Publié par labetiseeconomique le novembre 13, 2011

Deux lectures de forte actualité qui ont un point commun, le premier livre est celui de d’un psychologue social, le second celui de trois psychanalystes…

Les influences sournoises, Jean Léon Beauvois, Bourin Editeur, 2011.

“Nous sommes tous convaincus que la meilleure part de nos jugements et comportements est le fait de notre individualité, de ” nous-mêmes”. Et pourtant ! Lorsqu’on les examine du point de vue des sciences psychologiques, on s’aperçoit que nos comportements et jugements sont assez systématiquement le fait d’influences” sournoises ” dont nous n’avons aucune conscience ou clairvoyance. Pour nous le prouver, Jean-Léon Beauvois passe en revue les influences inconscientes qui affectent nos jugements et comportements quotidiens et qui impactent profondément l’image que nous avons de nous-mêmes.
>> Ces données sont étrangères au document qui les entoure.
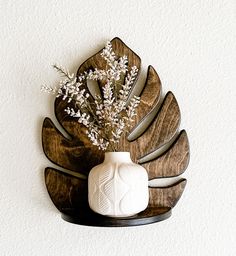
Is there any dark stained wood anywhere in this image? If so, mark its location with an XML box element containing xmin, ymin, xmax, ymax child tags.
<box><xmin>149</xmin><ymin>179</ymin><xmax>187</xmax><ymax>208</ymax></box>
<box><xmin>129</xmin><ymin>66</ymin><xmax>161</xmax><ymax>137</ymax></box>
<box><xmin>133</xmin><ymin>92</ymin><xmax>180</xmax><ymax>161</ymax></box>
<box><xmin>42</xmin><ymin>118</ymin><xmax>104</xmax><ymax>175</ymax></box>
<box><xmin>44</xmin><ymin>168</ymin><xmax>88</xmax><ymax>212</ymax></box>
<box><xmin>45</xmin><ymin>168</ymin><xmax>171</xmax><ymax>227</ymax></box>
<box><xmin>142</xmin><ymin>130</ymin><xmax>190</xmax><ymax>180</ymax></box>
<box><xmin>62</xmin><ymin>207</ymin><xmax>171</xmax><ymax>227</ymax></box>
<box><xmin>42</xmin><ymin>38</ymin><xmax>189</xmax><ymax>227</ymax></box>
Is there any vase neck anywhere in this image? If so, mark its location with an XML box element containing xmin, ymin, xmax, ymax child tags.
<box><xmin>104</xmin><ymin>152</ymin><xmax>132</xmax><ymax>163</ymax></box>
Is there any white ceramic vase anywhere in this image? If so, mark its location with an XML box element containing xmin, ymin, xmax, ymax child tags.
<box><xmin>88</xmin><ymin>152</ymin><xmax>149</xmax><ymax>217</ymax></box>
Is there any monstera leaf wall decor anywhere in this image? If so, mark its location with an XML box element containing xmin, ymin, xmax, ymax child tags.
<box><xmin>42</xmin><ymin>38</ymin><xmax>189</xmax><ymax>226</ymax></box>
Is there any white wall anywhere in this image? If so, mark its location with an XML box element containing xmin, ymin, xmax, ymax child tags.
<box><xmin>0</xmin><ymin>0</ymin><xmax>236</xmax><ymax>256</ymax></box>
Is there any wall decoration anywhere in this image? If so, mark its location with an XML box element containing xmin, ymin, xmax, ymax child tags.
<box><xmin>42</xmin><ymin>38</ymin><xmax>189</xmax><ymax>227</ymax></box>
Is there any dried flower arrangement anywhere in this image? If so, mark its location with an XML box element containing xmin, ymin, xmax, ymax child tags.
<box><xmin>42</xmin><ymin>42</ymin><xmax>140</xmax><ymax>151</ymax></box>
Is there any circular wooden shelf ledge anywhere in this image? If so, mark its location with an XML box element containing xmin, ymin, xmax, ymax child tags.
<box><xmin>62</xmin><ymin>207</ymin><xmax>171</xmax><ymax>227</ymax></box>
<box><xmin>42</xmin><ymin>37</ymin><xmax>190</xmax><ymax>227</ymax></box>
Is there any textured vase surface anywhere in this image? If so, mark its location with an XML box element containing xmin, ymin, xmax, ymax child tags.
<box><xmin>88</xmin><ymin>152</ymin><xmax>149</xmax><ymax>217</ymax></box>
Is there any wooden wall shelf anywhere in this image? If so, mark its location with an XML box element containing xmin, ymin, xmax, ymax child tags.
<box><xmin>42</xmin><ymin>38</ymin><xmax>190</xmax><ymax>227</ymax></box>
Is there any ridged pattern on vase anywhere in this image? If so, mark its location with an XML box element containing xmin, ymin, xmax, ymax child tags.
<box><xmin>88</xmin><ymin>153</ymin><xmax>149</xmax><ymax>217</ymax></box>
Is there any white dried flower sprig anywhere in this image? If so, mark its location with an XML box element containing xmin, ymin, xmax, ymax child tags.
<box><xmin>42</xmin><ymin>42</ymin><xmax>140</xmax><ymax>151</ymax></box>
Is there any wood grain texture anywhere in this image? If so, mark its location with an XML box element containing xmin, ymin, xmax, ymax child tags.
<box><xmin>44</xmin><ymin>168</ymin><xmax>88</xmax><ymax>213</ymax></box>
<box><xmin>62</xmin><ymin>207</ymin><xmax>171</xmax><ymax>227</ymax></box>
<box><xmin>42</xmin><ymin>118</ymin><xmax>104</xmax><ymax>175</ymax></box>
<box><xmin>142</xmin><ymin>130</ymin><xmax>190</xmax><ymax>180</ymax></box>
<box><xmin>128</xmin><ymin>66</ymin><xmax>161</xmax><ymax>141</ymax></box>
<box><xmin>149</xmin><ymin>179</ymin><xmax>187</xmax><ymax>208</ymax></box>
<box><xmin>135</xmin><ymin>92</ymin><xmax>180</xmax><ymax>160</ymax></box>
<box><xmin>42</xmin><ymin>38</ymin><xmax>189</xmax><ymax>226</ymax></box>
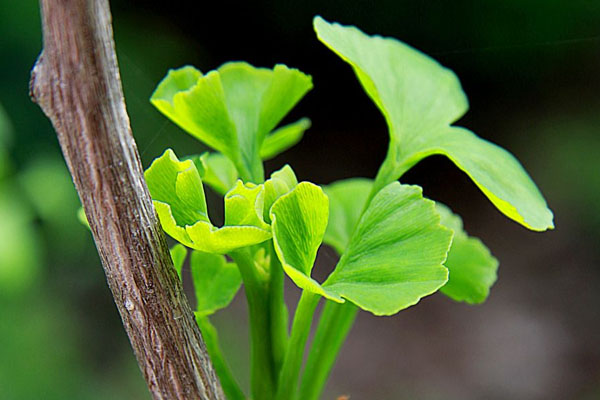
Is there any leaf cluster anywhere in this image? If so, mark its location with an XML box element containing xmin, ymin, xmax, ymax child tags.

La folie Evaluation – Les nouvelles fabriques de la servitude, Alain Abelhauser, Roland Gori et Marie-Jean Sauret, Mille et une nuits, 2011.

” La société occidentale demande maintenant à ceux qu’elle missionne, dans tous les domaines d’activité, de lui rendre des comptes – ce qui paraît très légitime –, mais en faisant de cette exigence un instrument de normalisation généralisée. On sait quel malaise cela génère. Il ne s’agit en fait pas tant de « rendre compte » que de s’en trouver, par ce biais, asservi. Les auteurs examinent le processus en cours. La « machine évaluative », alors même qu’elle donne de nombreux signes d’essoufflement, continue pourtant à se développer, et les tentatives effectuées tant pour la dénoncer que pour tenter d’en limiter les effets délétères n’amènent pour l’instant qu’à la renforcer. Les agences d’évaluation, diverses et variées, constituent aujourd’hui la nouvelle manière de donner des ordres et de faire de la politique sans en avoir l’air.  (…) Il faut réinterroger la notion de « valeur » pour combattre efficacement l’évaluation.”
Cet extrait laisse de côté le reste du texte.